Reconciling the concerted evolution of CYP21 genes in great apes
The concerted evolution of orangutan CYP21 paralogues has been verified by a phylogenetic tree (paralogues resemble each other better than their orthologues) based on partial sequence data , hence this phenomenon was tested on the full-length sequences of the great ape CYP21 sequence dataset. Agreeing with this, the concerted evolution of orangutan paralogues was unequivocal in both the NJ tree and the ML tree, but the CYP21A2 sequences of human and chimpanzee were separated from CYP21A1P sequences with high bootstrap values (Figure 2A, Figure S1 and S2). Gorilla paralogues resided in their own clade with a moderate bootstrap value, also indicating concerted evolution, and the intercalating position of the gorilla clade could be explained by the incomplete lineage sorting of human, chimpanzee and gorilla . The average nucleotide identities of CYP21 orthologues and paralogues reflected the relationships of phylogenetic trees (Table S3). For instance, the average nucleotide identity of human and chimpanzee CYP21A2 sequences was slightly higher than that in human paralogous CYP21A2 and CYP21A1P sequences (98.42% against 97.71%), and, vice versa, CYP21A1P orthologues in humans and chimpanzee were slightly closer to each other than chimpanzee CYP21 paralogues (97.85% against 97.09%).
The names of CYP21 sequences of HLA-homozygous cell lines available from public databases are represented at the human sequences. Bootstrap values are shown next to the corresponding nodes, but the values within human clades are not presented for clarity. The scale bar indicates genetic distance. (A) Rooted ML tree of great ape CYP21 full-length gene. (B) Rooted ML tree of great ape CYP21 intron 2. (C) Rooted ML tree of great ape CYP21 genes without intron 2.
Because concerted evolution is based on homogenization by gene conversion, the unbalanced sequence transfers between the sections of CYP21 paralogues could lead to subregions with different evolutionary histories. The great ape alignment was scanned by a BootScan algorithm to dissect whether the spatial heterogeneity of the phylogenetic signal (phylogenetic signal is the likelihood of closely related sequences to resemble each other more than random sequences of the same phylogenetic tree) stayed in the background of straggly phylogenetic relationships between CYP21 sequences. Surprisingly, the most equivocal phylogenetic signal of human CYP21A2 was located in a narrow region around intron 2 and was related to the human and chimpanzee CYP21A2 orthologues indicating that there was no homogenization in this region, whereas the expected signs of homogenization between human paralogues were weaker, and the peaks of the signal were dispersed (Figure 3). The similarity of this phylogenetic signal pattern was demonstrated between the CYP21A1P orthologues of human and chimpanzee, and between chimpanzee paralogues; the CYP21A1P orthologous signal was very high around intron 2, but the chimpanzee paralogous signal ceased at this section. The signals of the paralogues showed fragmented lines with high peaks in each great ape species (Figure 3, Figure S3). These paralogous signals had different spatial patterns as compared to each other implying the different histories of transitions, but the loss of signal in paralogues around intron 2 proved to be a common feature, and therefore the homogenization was absent from all intron 2 of the great ape CYP21 genes.
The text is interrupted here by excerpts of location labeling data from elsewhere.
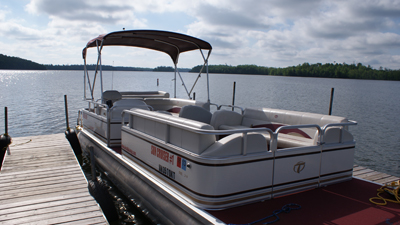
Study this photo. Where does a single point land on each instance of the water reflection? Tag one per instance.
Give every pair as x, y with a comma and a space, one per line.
129, 213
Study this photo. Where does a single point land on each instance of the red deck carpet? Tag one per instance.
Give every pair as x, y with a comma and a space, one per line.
343, 203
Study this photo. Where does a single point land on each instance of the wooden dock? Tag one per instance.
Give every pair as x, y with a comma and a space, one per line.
371, 175
41, 182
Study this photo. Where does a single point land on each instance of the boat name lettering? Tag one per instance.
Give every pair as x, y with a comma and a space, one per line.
167, 172
162, 154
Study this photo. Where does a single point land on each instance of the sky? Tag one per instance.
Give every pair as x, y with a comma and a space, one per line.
273, 33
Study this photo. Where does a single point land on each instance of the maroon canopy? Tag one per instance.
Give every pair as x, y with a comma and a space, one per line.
169, 42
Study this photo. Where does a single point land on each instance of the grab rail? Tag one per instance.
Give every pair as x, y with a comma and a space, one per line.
232, 106
342, 125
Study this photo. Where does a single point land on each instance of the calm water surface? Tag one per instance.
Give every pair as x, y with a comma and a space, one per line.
35, 101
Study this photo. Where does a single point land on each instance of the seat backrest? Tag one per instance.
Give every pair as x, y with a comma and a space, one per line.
225, 117
195, 112
112, 95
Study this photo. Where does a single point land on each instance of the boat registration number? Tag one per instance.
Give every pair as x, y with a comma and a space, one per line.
167, 172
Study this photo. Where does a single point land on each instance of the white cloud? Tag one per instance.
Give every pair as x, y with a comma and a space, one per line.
271, 33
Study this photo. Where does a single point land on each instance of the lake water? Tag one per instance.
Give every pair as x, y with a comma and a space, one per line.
35, 101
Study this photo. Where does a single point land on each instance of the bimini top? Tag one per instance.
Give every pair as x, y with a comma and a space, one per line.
169, 42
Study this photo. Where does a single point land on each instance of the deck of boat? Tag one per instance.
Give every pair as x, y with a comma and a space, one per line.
42, 183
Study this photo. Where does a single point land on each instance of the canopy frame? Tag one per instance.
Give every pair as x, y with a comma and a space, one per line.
170, 43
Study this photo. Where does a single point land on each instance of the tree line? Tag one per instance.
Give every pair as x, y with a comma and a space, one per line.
10, 62
328, 70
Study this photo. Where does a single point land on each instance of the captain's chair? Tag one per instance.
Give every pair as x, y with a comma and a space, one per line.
195, 112
112, 95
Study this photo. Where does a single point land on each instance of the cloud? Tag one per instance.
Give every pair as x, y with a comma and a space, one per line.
273, 33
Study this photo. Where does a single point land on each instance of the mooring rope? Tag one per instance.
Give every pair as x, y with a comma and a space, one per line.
393, 190
286, 208
21, 143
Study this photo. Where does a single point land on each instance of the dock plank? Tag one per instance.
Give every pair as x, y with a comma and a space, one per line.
42, 183
371, 175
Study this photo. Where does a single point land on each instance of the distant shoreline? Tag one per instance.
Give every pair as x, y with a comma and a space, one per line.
328, 70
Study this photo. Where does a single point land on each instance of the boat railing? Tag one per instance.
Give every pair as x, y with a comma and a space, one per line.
319, 129
231, 106
169, 123
273, 142
341, 127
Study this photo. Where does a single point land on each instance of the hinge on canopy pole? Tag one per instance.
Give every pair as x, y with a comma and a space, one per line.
183, 83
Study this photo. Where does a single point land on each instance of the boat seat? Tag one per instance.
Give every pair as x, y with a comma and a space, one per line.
195, 112
112, 95
122, 104
226, 120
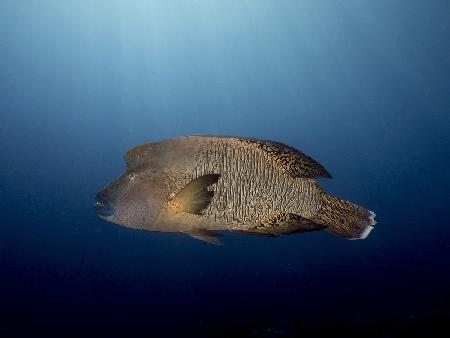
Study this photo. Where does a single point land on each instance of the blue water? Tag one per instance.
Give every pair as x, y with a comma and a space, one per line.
361, 86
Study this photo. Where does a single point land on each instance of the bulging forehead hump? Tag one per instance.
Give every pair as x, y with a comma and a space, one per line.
138, 156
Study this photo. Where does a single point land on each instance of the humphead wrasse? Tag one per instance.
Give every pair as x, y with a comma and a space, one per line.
201, 184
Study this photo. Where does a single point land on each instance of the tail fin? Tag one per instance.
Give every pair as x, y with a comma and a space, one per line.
345, 219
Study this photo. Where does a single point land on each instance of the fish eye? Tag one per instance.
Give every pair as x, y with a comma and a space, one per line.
131, 175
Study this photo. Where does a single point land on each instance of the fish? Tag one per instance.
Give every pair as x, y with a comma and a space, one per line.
202, 185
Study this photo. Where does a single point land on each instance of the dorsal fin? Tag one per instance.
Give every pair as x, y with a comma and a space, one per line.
288, 159
195, 197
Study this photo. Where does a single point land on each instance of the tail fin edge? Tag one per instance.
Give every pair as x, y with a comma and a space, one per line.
344, 218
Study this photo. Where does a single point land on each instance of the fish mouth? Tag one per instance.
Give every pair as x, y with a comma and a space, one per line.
103, 209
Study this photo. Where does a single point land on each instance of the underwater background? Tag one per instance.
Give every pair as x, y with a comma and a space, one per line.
363, 87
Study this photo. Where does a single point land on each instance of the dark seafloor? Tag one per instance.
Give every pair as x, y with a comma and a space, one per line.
361, 86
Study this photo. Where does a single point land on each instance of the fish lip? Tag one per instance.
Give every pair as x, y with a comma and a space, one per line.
103, 210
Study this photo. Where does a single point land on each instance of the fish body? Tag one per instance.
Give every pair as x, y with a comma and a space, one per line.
198, 184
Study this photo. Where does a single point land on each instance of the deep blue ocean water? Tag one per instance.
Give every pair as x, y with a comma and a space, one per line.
361, 86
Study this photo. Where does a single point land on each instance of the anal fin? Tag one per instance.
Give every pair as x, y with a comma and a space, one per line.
205, 235
285, 223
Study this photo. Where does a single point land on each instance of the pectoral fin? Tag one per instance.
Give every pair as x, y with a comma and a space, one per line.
205, 235
195, 196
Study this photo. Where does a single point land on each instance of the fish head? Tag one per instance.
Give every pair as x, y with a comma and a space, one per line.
132, 200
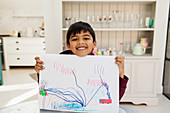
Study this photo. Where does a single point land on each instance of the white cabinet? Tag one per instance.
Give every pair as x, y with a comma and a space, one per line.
143, 71
22, 51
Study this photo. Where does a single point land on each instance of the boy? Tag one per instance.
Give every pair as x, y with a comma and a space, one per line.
81, 41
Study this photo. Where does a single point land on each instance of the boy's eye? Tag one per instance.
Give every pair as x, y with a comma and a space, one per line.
74, 39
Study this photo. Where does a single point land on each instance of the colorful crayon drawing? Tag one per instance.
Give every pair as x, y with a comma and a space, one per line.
73, 92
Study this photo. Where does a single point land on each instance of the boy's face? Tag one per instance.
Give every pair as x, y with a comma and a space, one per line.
81, 44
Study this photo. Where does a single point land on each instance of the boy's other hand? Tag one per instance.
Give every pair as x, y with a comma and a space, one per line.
39, 65
119, 60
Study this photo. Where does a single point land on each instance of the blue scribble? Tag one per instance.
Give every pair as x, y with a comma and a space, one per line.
73, 98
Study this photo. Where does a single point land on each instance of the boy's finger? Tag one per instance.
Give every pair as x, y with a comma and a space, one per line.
39, 61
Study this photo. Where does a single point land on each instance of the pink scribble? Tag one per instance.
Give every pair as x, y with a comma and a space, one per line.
65, 69
94, 82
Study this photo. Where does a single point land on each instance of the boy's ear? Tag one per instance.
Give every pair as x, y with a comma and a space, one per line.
68, 46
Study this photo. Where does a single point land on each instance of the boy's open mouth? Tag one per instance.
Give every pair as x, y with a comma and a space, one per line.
81, 48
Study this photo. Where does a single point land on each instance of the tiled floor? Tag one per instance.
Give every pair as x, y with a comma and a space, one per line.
20, 89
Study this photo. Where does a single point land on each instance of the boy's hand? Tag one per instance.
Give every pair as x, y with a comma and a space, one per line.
39, 65
120, 62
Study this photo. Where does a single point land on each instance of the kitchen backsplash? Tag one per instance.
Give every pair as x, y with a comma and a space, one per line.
20, 19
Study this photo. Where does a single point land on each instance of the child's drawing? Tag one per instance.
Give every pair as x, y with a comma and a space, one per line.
72, 83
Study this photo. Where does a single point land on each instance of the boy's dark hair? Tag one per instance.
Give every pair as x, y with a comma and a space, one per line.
78, 27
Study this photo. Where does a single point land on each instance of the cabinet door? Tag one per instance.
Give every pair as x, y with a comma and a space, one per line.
128, 73
144, 78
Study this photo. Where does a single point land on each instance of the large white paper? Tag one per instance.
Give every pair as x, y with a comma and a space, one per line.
72, 83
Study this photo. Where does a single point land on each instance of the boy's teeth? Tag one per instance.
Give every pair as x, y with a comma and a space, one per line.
81, 48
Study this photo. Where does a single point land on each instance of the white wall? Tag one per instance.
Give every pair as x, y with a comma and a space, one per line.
21, 4
20, 14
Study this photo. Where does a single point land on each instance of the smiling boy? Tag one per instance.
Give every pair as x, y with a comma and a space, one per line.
81, 41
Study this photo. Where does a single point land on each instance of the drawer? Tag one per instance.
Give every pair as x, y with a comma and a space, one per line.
25, 49
24, 60
24, 41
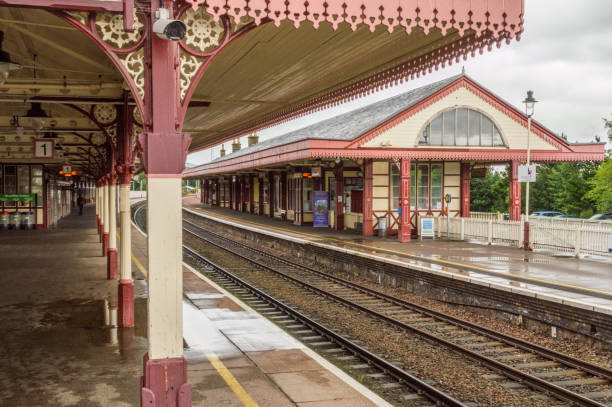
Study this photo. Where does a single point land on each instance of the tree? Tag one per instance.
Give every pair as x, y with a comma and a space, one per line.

Blue line indicates the phlyogenetic signal of human paralogues (hA2-hA1P), red dashed line indicates CYP21A2 orthologues (hA2-cA2), orange line indicates chimpanzee paralogues (cA2-cA1P) and green dashed line indicates CYP21A1P orthologues (hA1P-cA1P). The likelihood of closely related sequences to resemble each other more than random sequences of the same phylogenetic tree is expressed by ‘% of permutated trees’ in y axis. Schematic CYP21 genes are indicated below the plot, high white boxes symbolize the exons, low white boxes represent the untranslated regions, and black lines indicate the introns and flanking regions.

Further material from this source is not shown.